Now we're at the mid-point of the political-convention season.

That's when one party starts its event, and the other celebrates what it considers a triumph. That's always the case, Rick Santorum said at a recent press session. "You always come out of the convention thinking it was great," he said. "You always leave on a high," especially if you were one of the speakers. "Everyone loves to hear their voice."

He's seen that from several sides, as a two-term senator from Pennsylvania, as runner-up (to Mitt Romney) for the Republican presidential nomination in 2012, and now as a CNN commentator. At the press session, several CNN people pondered what had happened in the Democratic convention and what's ahead for the Republicans this week.

And yes, commentators with Democratic roots were quite pleased. With reservations. "It's been a splendid week," said David Axelrod. "But I don't think the economy should be a 10-minute blip."

When he was chief strategist for the Barack Obama campaigns, Axelrod said, the emphasis was firmly on the economy. And at this convention?

Joe Biden briefly talked about jobs-creation as it relates to climate change (jobs in alternative energy) and economic recovery (jobs rebuilding the infrastructure). But the convention kept returning to COVID and, especially, to praising Biden's character.

"That's not how Donald Trump won" in 2016, Santorum said. "Very few people said anything good about him, including myself."

This time, the attacks at the Democratic convention were unrelenting. David Chalian, CNN's political director, points to "a sort of astounding one-two punch": One night, Michelle Obama; another, Barack Obama, who described his successor, Chalian said, "in a way no former president has ever done."

That sets up what the Republicans need to do, Santorum said. If this is "a referendum on Donald Trump," they lose; they must "make this a two-person race, not a one-person."

In short, go after Biden. As one commentator put it: "He'll be a piñata from day one."

The Republican National Committee has announced that there will be no platform for the convention. As the party for the incumbent, they will spend most of the time simply supporting President Trump.

Van Jones, a CNN correspondent (and former Obama advisor), had another prediction about Republican convention-organizers: Viewers will be surprised, he said, "to see just how diverse they make the Republicans look."

That seemed true as the names of some of the speakers surfaced. Among the first five names to appear, only one (Kevin McCarthy, the House minority leader) is a white male. Others are senators Tim Scott (South Dakota) and Joni Ernst (Iowa), Gov.
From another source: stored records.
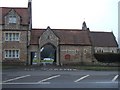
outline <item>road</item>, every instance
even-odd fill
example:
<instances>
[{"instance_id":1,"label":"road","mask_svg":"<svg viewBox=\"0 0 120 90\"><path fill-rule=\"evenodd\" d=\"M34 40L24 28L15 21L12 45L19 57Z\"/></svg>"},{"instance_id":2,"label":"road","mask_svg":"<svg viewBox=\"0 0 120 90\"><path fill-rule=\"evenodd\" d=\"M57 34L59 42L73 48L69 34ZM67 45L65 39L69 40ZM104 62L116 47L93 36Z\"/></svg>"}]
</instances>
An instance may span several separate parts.
<instances>
[{"instance_id":1,"label":"road","mask_svg":"<svg viewBox=\"0 0 120 90\"><path fill-rule=\"evenodd\" d=\"M3 70L2 88L118 88L117 71L70 68Z\"/></svg>"}]
</instances>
Kristi Noem (South Dakota), and Nikki Haley, the former United Nations ambassador.

There will also be lots of Trump. Breaking tradition (something he does quite often), he reportedly will show up on each of the four nights. He'll give his nomination acceptance speech Thursday, with his wife Melania and adult children speaking on Tuesday. On Wednesday, Mike Pence will accept the vice-presidential nomination from Fort McHenry, where the Star-Spangled Banner was born.

There will also be some non-politicians – the St. Louis couple who brandished guns in front of Black Lives Matter protesters, the widow of a retired policeman who was killed during those protests, a Montana coffeeshop owner who received a COVID-19 relief loan, the father of one of the Parkland school shooting victims, and the parents of Kayla Mueller, the American humanitarian worker who died after 18 months of ISIS captivity in Syria.

The Republican National Convention coverage, as with the Democrats, begins each evening at 8 p.m. ET on PBS, 10 p.m. ET on ABC, CBS, and NBC, and all day on cable news channels.